A race to the bottom is a race to a despoiled home, a ruined planet. Environmental protection is not a partisan issue. Ruckelshaus is a Republican, a Reagan Republican. If you pit business against environment, both lose. Both lose! Gutting the EPA serves no useful purpose, no purpose at all, except for some small short term profit for a few resource-exploitive industries at the expense of long term disaster.

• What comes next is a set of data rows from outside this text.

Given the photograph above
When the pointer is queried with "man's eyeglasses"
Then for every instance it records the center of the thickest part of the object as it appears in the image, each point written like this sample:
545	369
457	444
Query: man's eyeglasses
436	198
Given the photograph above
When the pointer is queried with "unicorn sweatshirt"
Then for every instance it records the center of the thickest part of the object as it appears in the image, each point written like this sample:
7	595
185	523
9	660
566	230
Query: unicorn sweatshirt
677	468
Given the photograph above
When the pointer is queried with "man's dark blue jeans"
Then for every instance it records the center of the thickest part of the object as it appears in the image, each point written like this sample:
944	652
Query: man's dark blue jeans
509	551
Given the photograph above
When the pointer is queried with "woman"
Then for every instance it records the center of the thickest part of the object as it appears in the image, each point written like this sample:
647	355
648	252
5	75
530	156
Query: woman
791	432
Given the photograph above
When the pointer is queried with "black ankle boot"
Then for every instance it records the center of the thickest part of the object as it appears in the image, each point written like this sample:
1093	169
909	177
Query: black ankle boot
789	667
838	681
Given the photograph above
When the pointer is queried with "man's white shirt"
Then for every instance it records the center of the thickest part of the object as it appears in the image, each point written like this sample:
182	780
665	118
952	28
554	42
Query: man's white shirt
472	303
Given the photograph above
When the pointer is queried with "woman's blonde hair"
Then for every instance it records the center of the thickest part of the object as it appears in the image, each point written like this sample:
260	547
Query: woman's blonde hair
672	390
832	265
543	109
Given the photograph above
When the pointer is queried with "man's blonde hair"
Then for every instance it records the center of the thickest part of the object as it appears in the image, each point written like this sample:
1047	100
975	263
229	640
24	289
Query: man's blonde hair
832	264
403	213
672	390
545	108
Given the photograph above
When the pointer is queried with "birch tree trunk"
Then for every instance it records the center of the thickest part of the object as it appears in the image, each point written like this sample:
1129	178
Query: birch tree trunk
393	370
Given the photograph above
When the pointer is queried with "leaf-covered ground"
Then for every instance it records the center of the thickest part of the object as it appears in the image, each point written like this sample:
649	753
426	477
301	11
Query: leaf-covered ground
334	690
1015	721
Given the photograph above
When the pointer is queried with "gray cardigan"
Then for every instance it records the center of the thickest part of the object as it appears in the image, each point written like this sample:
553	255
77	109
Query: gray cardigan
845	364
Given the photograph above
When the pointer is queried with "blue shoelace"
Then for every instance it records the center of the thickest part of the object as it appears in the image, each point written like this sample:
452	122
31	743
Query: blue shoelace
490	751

And gutting the EPA seems to be the goal. Here is a sampling of proposed cuts in the fiscal 2018 Trump budget taken from a OregonLive report:

Beach water quality testing
2016 budget – $9,500,000
2018 proposed – 0

Diesel emissions reduction act
2016 budget – $50,00,000
2018 proposed – 0

Radon testing
2016 budget – $6,000,000
2018 proposed – 0

Environmental education
2016 budget – $8,700,000
2018 proposed – $555,000

Chesapeake Bay
2016 budget – $73,000,000
2018 proposed – 5,000,000

Puget Sound
2016 budget – $28,000,000
2018 proposed – 2,000.000

Great Lakes restoration
2016 budget – $300,000,000
2018 proposed – 10,000.000

Environmental justice
2016 budget – $6,700,000
2018 proposed – 1,500,000

Climate protection
2016 budget – $95,000,000
2018 proposed – $29,000,000

In other words, the government of the people, by the people and for the people has no interest in cleaning up polluted swimming beaches, dirty air, and poisoned homes, and has no interest in preserving some of our nation’s natural gems like Chesapeake Bay, Puget Sound, and the Great Lakes which account for 1/5 of the freshwater surface on the planet. There is no needed federal investment in preparing the next generation of good stewards of our precious natural resources and no interest in pursuing environmental justice, no interest in addressing the unbalanced impact of environmental degradation on vulnerable populations.

And climate change? The greatest looming threat to life in earth as we know it, undisputed by the overwhelming majority of climate scientists? We don’t need to worry about that. Making a few more bucks matters more. Right?

I pray that the administration will heed wise counselors like William Ruckelshaus and the will of the American people, the majority of whom who do care about preserving the environment (Gallup polling) even if the economy is adversely impacted, and do the right thing. This is our home!